First Possession and Intellectual Property: A Supplement for Property Law

by Dennis Crouch

For my property law course this semester, students only get two credits, which means they get roughly half a page on patent law. That is not much space considering that I’ve written 9,000 posts covering every corner of our 235 year old system.  The reading comes immediately after reading on Popov v. Hayashi and Pierson v. Post.

A core insight here is that Pierson v. Post, 3 Cai. R. 175 (N.Y. Sup. Ct. 1805), and the America Invents Act of 2011 are doing the same work. Both define a formal act that counts as “possession” and award priority to whoever performs it first. In Pierson, the act is killing or capturing the fox. In patent law, the act is filing the application. The shift from the old first-to-invent system to first-inventor-to-file is a rehash of the majority-dissent split in Pierson. The old regime, which rewarded the first person to conceive of an invention (so long as she proved diligence in reducing it to practice), resembled Justice Livingston’s dissent, which would have awarded the fox to the pursuer in hot chase. The new regime, like the Pierson majority, demands a clear, unambiguous act of capture.  Note that this insight comes from Dotan Oliar & James Y. Stern, Right on Time: First Possession in Property and Intellectual Property, 99 B.U. L. Rev. 395 (2019), I just wrote it in a way that 1Ls can read and easily quickly.

The supplement works through each of the major IP regimes in turn. Patent law provides the closest analogy to the rule of capture. Copyright is different: protection attaches automatically at the moment of fixation, no examination required, and independent creation is a complete defense. Two photographers can take nearly identical pictures of the same Burr Oak tree, and each owns a valid copyright. Trademark sits closest to a pure first-possession model, with rights acquired through use in commerce, though what is “possessed” makes me a bit squeamish: the goodwill and mental association in the consuming public’s mind.

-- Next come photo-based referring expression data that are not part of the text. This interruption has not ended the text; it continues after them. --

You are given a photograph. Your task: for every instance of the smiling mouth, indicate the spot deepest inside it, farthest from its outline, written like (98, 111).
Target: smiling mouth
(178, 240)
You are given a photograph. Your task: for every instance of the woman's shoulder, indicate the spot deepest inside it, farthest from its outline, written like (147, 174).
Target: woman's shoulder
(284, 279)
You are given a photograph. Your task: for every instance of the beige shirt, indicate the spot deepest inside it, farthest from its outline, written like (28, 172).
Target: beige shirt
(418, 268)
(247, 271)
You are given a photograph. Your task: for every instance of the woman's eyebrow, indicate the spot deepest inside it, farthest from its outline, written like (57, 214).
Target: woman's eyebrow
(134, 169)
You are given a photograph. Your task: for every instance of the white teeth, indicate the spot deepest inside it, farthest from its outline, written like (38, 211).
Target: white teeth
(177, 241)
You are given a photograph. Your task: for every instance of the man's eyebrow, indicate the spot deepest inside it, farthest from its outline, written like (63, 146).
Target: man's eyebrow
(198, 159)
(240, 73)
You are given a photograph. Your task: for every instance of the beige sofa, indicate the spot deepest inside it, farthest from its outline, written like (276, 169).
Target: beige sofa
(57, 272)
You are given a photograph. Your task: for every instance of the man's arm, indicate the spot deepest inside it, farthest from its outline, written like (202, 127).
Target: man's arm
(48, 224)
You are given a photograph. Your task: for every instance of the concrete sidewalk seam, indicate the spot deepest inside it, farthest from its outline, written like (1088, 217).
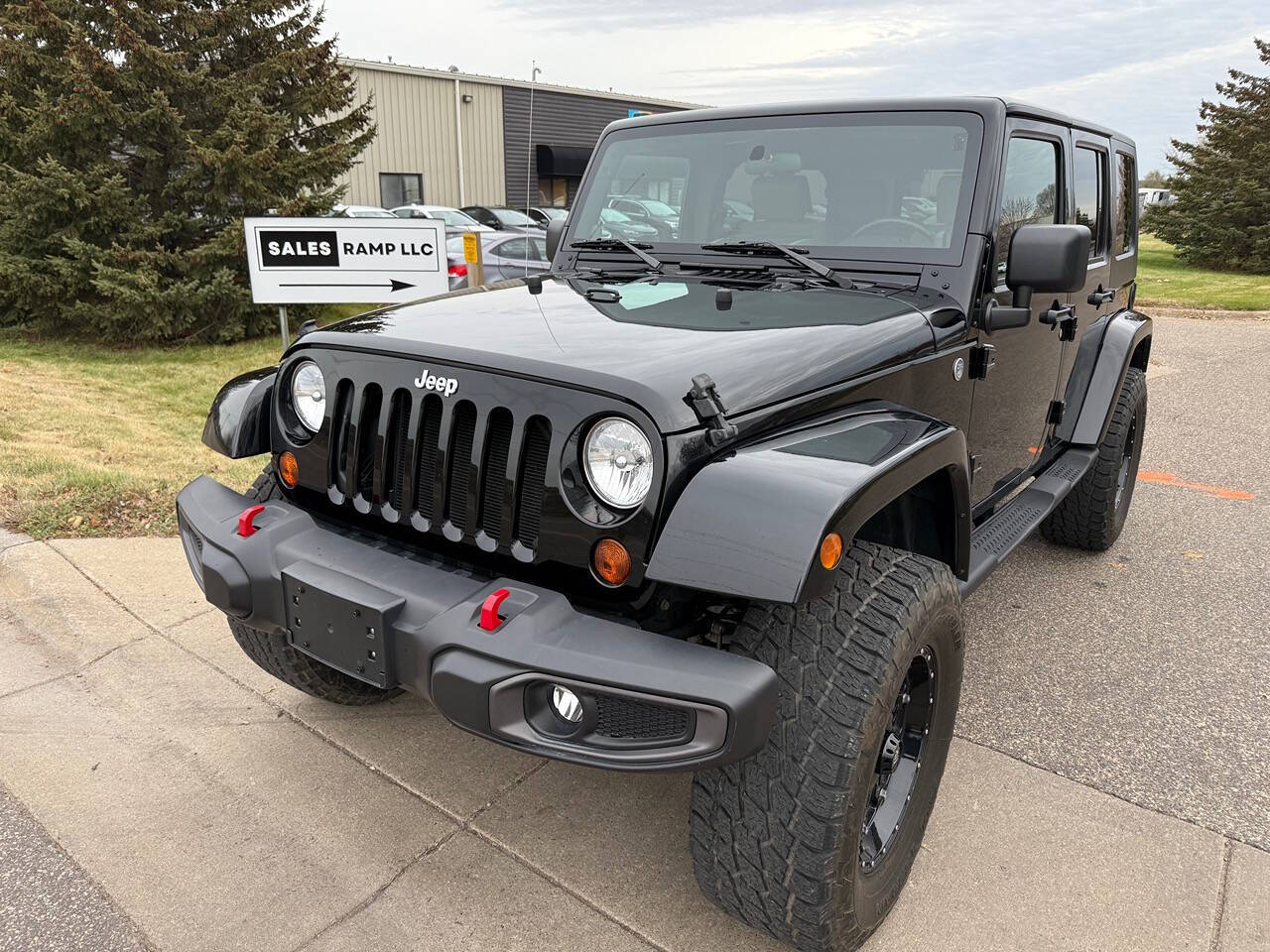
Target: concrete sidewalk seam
(1223, 834)
(465, 826)
(1227, 852)
(70, 673)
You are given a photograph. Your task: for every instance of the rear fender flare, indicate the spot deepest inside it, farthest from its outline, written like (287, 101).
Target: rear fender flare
(751, 524)
(1101, 363)
(238, 424)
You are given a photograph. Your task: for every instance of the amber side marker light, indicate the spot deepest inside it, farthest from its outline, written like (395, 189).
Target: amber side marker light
(830, 551)
(611, 560)
(289, 470)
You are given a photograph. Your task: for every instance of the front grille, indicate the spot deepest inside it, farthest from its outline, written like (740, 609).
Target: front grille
(634, 720)
(443, 466)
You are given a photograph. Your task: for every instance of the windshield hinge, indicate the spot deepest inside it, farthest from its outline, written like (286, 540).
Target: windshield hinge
(703, 400)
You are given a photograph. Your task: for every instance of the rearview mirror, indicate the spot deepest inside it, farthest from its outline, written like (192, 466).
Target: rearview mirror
(556, 231)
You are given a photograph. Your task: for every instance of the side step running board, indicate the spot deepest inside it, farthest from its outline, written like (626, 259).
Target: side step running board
(998, 536)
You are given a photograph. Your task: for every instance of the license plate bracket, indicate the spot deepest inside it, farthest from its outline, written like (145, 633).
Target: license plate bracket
(340, 621)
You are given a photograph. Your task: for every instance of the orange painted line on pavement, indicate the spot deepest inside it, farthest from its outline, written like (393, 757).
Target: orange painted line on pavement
(1167, 479)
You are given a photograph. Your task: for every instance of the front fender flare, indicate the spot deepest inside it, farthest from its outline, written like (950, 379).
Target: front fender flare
(751, 522)
(238, 424)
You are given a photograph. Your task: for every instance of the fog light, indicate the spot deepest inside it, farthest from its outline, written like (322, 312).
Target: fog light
(566, 703)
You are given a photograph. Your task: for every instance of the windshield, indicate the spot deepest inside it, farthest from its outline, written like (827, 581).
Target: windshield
(509, 216)
(862, 185)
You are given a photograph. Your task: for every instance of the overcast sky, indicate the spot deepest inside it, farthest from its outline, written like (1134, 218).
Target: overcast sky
(1141, 67)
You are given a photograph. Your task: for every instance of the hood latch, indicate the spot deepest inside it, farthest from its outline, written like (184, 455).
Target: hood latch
(703, 400)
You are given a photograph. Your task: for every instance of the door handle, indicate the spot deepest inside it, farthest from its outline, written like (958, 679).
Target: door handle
(1057, 313)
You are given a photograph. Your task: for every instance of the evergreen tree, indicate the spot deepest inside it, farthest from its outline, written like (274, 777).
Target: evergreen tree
(135, 139)
(1222, 213)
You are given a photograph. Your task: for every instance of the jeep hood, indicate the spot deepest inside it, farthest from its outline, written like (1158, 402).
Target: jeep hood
(645, 340)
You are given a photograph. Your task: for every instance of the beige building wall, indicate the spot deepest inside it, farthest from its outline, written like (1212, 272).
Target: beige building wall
(414, 117)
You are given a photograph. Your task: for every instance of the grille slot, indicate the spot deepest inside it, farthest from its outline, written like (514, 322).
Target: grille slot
(498, 443)
(367, 439)
(395, 451)
(426, 471)
(343, 419)
(635, 720)
(460, 463)
(530, 483)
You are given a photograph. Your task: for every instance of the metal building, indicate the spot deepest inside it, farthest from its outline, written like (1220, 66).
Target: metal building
(458, 139)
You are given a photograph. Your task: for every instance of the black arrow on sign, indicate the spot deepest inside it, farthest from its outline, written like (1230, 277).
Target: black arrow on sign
(393, 282)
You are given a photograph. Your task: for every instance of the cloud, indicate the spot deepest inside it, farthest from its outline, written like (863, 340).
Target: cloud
(1141, 66)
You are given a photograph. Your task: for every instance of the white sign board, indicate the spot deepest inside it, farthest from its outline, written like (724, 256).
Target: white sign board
(345, 261)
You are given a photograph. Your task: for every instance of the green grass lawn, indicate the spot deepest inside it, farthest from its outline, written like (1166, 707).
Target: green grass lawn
(96, 442)
(1162, 280)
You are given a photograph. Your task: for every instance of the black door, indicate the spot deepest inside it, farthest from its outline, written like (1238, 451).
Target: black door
(1011, 405)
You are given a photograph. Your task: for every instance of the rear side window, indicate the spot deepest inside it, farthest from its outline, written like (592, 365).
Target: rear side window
(1029, 190)
(1089, 189)
(1127, 204)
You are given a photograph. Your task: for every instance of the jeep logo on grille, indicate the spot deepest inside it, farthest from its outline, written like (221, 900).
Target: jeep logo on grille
(445, 386)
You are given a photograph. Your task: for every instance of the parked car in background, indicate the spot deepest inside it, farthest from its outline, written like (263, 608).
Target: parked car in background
(359, 211)
(547, 213)
(1148, 197)
(507, 255)
(649, 211)
(456, 222)
(502, 218)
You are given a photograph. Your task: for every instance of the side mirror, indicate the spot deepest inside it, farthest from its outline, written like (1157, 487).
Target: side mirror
(1048, 258)
(556, 231)
(1051, 258)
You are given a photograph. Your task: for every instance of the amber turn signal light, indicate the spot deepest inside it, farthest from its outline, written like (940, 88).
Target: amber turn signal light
(830, 551)
(611, 560)
(289, 470)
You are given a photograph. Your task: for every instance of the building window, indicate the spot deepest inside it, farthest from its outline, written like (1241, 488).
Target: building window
(1088, 189)
(554, 190)
(399, 188)
(1127, 204)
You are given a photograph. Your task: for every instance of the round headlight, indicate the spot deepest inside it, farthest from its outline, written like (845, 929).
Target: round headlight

Do the short reading here: CrouchSupplement_IP_and_Possession

2 thoughts on “First Possession and Intellectual Property: A Supplement for Property Law

  1. 1

    Great blog. Vaguely reminded me of my first property law class that also started with great historic examples of that fox, and passing a clod of earth for a medieval real property transfer, and tagging whales in Moby Dick. [But disappointingly much less interesting much of the rest of the semester.]
    But as for pre-AIA patent law, “conception plus reasonably diligence until filing the patent application” was not nearly as significant and winnable as being able to prove a “prior actual reduction to practice” with no abandonment until filing the application. Both conception and reasonable diligence were often tough to have sufficient evidence for to beat an earlier filing date of the other party and the testimony of the inventors themselves was insufficient. The junior party, who filed last, lost in the great majority of all interferences, especially small inventors, as those drafting the AIA knew well.
    One other example of when an employee inventor might want to have his or her own attorney: When that inventor’s former employer (or a PAE assignee) is suing on that inventor’s patent and the litigation opponent’s attorneys are deposing the inventor and trying to nail the inventor for inequitable conduct. [Likewise for the attorney that drafted and filed the application.]